Malgré les instances de Me Fovard, notaire de la famille et son ami de jeunesse, Théophile Gautier ne consentit jamais à conduire à la mairie l’honnête et brave créature, trente fois digne de la consécration, qui lui avait donné deux filles. Avant de la connaître, au temps des Jeunes-France, un roman d’amour, à Passy, lui avait fleuri un autre enfant, qui était Théophile Gautier fils, et dont la mère vivait encore. C’était, elle aussi, une personne des plus honorables, charmante, affable et gaie, qui méritait assurément le même honneur, et à titre égal, que son innocente rivale. Les tantes la nommaient Eugénie et lui témoignaient une faveur qu’elle déclinait discrètement, avec un tact admirable.

Fait singulier, le poète lui avait toujours inspiré une terreur insurmontable. Elle avait passé sa vie à le fuir et à lui cacher ses retraites. Je n’ai jamais pu comprendre pourquoi l’homme le plus doux qui ait existé put lui produire cet effet de croquemitaine. À Versailles, où elle demeurait lorsque Gautier m’emmena lui rendre visite, et où elle l’avait hospitalisé pendant la Commune, elle se défendait à peine de cette anxiété invétérée, dont le problème psychologique me reste insoluble.

Toujours est-il que, placé entre deux devoirs sentimentaux qui se contrecarraient l’un par l’autre, le maître jugeait plus équitable de résister aux pressions de Me Fovard et d’équilibrer, par leur simple naturalisation légale, les intérêts de ses trois enfants de deux lits. Mon opinion est qu’en ceci il obéit aux préceptes de la grande morale, que la petite tue, a dit Mirabeau.

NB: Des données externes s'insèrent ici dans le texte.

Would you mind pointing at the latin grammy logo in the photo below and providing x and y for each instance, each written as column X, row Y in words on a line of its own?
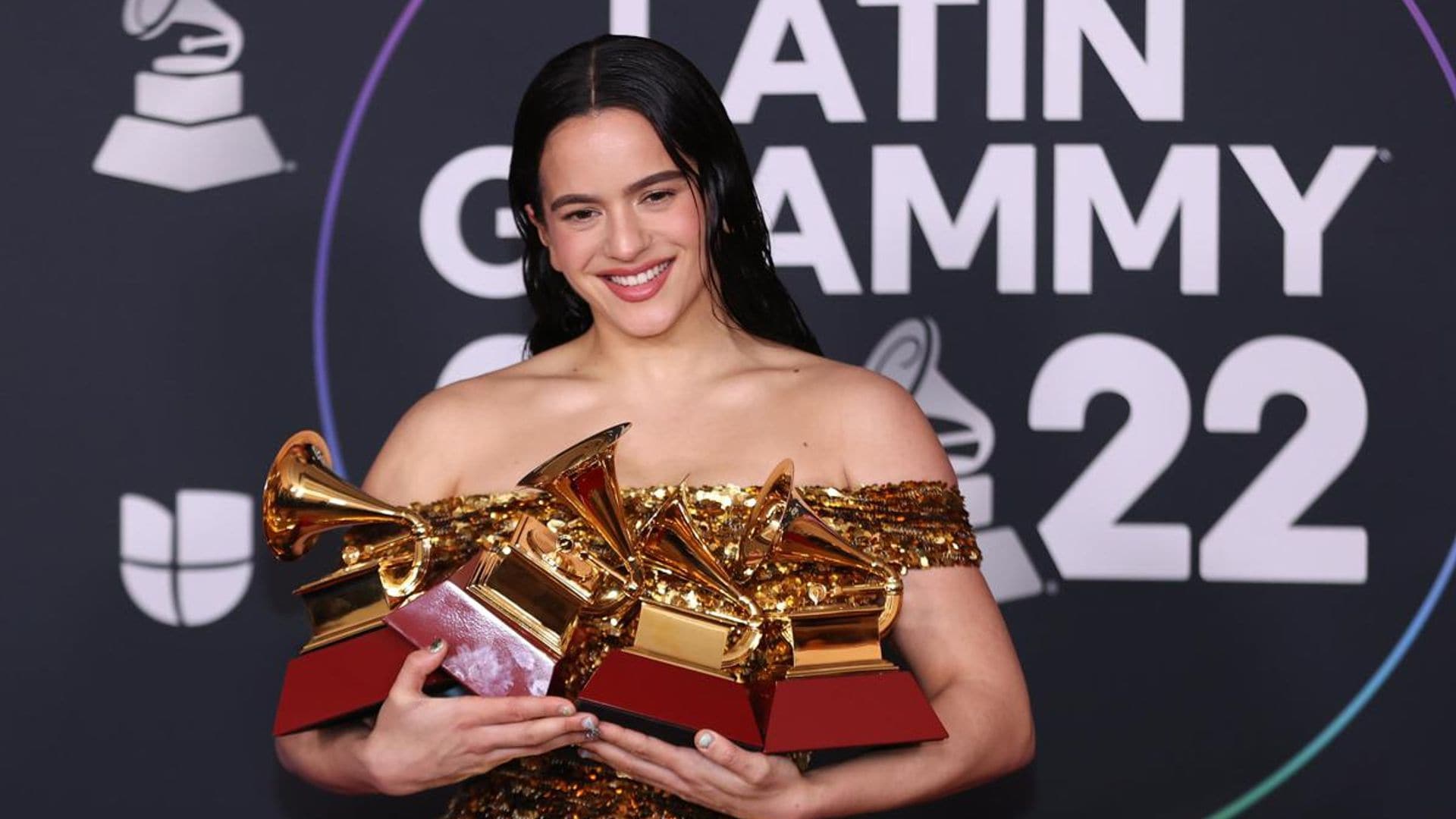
column 188, row 131
column 910, row 354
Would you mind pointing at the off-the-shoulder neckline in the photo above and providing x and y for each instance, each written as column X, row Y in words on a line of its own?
column 740, row 488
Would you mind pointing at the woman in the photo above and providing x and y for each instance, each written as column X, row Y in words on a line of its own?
column 647, row 262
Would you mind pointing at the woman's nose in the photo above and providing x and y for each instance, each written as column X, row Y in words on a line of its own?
column 626, row 238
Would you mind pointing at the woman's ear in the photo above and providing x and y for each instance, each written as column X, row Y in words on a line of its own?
column 536, row 223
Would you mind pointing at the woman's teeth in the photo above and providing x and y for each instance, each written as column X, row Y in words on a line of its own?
column 641, row 278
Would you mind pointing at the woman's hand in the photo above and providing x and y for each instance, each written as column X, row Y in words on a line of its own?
column 419, row 742
column 714, row 773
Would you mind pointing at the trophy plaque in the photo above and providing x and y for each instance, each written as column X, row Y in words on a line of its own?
column 676, row 676
column 507, row 617
column 350, row 661
column 837, row 664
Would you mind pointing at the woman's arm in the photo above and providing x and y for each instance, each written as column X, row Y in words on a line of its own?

Le lendemain, à l’heure dite, le pauvre Catulle Mendès vint donc rue de Longchamp reprendre sa place de famille. Il était fort troublé et il craignait le premier choc du père, qui ne l’était pas moins que lui. Une partie de volants organisée sur la terrasse, et où les volants tombaient peu sur les raquettes, nous mena jusqu’au son de la cloche et, à table, nous étions dix, Zoé, Lili, Théophile et sa femme, Catulle et la sienne, moi et ma fiancée, Ernesta, Eugénie, de chaque côté du maître, patriarche binube, entouré de sa postérité, c’est-à-dire douze, avec Éponine.